Action per file type
It is possible to create a different action (Emulate and Extract, Extract, Emulate, Allow, Block) and policy (Global profile, Extract potentially malicious elements, Convert to PDF, In the background, Hold till scan completes) for each file type.
It is recommended to use the extension's options to set the policy, and then use Export Configuration when using this option.
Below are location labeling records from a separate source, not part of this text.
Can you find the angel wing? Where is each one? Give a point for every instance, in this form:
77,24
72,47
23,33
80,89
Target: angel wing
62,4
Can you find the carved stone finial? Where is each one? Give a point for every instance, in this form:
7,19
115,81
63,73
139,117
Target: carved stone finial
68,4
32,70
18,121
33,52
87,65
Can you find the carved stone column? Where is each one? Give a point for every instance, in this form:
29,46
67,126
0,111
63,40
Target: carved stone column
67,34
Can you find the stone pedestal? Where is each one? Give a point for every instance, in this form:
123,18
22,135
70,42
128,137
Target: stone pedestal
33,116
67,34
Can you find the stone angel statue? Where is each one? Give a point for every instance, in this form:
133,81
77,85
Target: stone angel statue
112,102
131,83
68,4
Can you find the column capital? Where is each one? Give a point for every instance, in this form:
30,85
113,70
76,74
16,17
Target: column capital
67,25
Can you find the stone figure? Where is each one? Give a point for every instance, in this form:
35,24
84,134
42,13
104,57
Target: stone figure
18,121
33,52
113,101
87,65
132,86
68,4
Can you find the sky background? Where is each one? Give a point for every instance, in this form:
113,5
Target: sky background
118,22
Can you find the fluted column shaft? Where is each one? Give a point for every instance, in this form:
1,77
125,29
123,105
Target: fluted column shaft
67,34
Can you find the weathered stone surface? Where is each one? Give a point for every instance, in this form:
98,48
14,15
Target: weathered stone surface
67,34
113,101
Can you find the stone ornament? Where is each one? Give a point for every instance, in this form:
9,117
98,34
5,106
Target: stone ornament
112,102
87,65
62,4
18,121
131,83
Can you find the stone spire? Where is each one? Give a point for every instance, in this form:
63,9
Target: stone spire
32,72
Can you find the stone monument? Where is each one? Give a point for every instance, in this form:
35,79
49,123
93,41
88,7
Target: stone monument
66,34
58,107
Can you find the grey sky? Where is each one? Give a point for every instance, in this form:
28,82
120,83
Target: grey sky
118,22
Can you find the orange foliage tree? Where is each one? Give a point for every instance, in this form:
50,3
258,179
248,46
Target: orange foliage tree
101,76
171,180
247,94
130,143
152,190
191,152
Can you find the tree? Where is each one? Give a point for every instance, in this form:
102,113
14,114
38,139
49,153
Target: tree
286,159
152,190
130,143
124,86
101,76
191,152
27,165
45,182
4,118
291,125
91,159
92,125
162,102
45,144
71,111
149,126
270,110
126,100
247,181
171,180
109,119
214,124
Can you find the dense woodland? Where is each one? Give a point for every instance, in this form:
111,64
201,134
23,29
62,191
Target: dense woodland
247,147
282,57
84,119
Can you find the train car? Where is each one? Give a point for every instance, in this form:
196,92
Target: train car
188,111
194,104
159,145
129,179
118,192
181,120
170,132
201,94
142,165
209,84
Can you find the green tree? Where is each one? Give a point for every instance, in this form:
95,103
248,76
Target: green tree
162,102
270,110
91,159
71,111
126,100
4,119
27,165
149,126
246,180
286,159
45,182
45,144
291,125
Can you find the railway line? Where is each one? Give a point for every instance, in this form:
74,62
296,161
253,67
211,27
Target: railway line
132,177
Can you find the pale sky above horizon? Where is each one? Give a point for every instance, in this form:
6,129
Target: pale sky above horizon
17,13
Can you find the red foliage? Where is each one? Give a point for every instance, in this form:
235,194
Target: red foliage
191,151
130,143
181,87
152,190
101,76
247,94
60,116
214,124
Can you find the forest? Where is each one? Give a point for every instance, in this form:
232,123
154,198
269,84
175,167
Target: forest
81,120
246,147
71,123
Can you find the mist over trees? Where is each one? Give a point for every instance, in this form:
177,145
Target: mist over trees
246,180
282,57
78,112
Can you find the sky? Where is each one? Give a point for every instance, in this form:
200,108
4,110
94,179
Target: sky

With SmartEndpoint, use the bellow recommended configuration for the files handling:
When working with SBA4B standalone, use the below recommended configuration:
Known Limitations
ID
Description
-
MSI Installation will fail if Internet Explorer (IE) 11 is not installed on the target machine
-
Excluded Domains configuration will not work for blob downloads in Internet Explorer (IE)
-
Internet Explorer (IE) compatibility mode is not supported
-
High security level for Internet zone in IE is not supported
-
Inspection in Incognito mode in Chrome / Edge can only be enabled by the user
-
Inspection of file URLs in Chrome can only be enabled by the user
-
Firefox add-on installation must be approved by the user
-
Firefox add-on can be disabled by the user
-
Downloads from one-time links are not inspected
-
Downloaded files in Firefox are saved in a temp folder instead of the downloads folder
-
Enhanced Protected Mode is not supported on Internet Explorer (IE)
-
Up to version 990.16.438 (SBA E80.71): Documents, supposed to be displayed in a Web Application, are downloaded instead of being opened in the browser From version 990.45.001 (SBA E80.72): For non-excluded domains, documents supposed to be displayed in a Web Application, are downloaded instead of being opened in the browser
-
Changes to the SBA4B policy which are done through smart end point will take effect up to 10 minutes after the policy is update on the end point.
-
Up to version 990.47.004 (SBA E80.80): The SandBlast Agent extension support Firefox browser version up to 55 (no support for version 56 and up). Firefox ESR versions supported up to version 52.3 It is recommended to disable Firefox automatic updates for customers who use the extension on Firefox. From version 990.49.008 (SBA E80.81): The SandBlast Agent extension supports Firefox version 57 and up only, (Firefox browser version 56.0 is not supported).
AHTP-5651
For Firefox Quantum browser extension: Opening a file by clicking on the notification of a finished download, will only work for file types having built-in preview in the browser, or those file types explicitly selected to be opened after download in the browser 'Applications' settings.
AHTP-5854
Firefox Quantum browser must be restarted to apply browser extension deployment, browser extension version upgrade, and policy deployment firefox quantum browser must be restarted twice to apply browser extension removal.
AHTP-5845
In the Firefox Quantum browser, downloads that are initiated by a user and are intercepted by the SandBlast Agent for Browsers Extension are listed as "Failed" in the downloads history.
AHTP-6031
Domains added to the excluded Domains list are excluded from TE/TEX inspection and Zero-Phishing scanning.
-
Zero Phishing scanning will work only on English sites, or non-English sites with and English field names in their HTML.
AHTP-11317
After closing all Internet Explorer windows, an Internet Explorer processes hosting the extension background page remain open.
AHTP-13205
For Chrome and Internet Explorer browsers, Zero-Phishing cannot scan html files which are opened locally.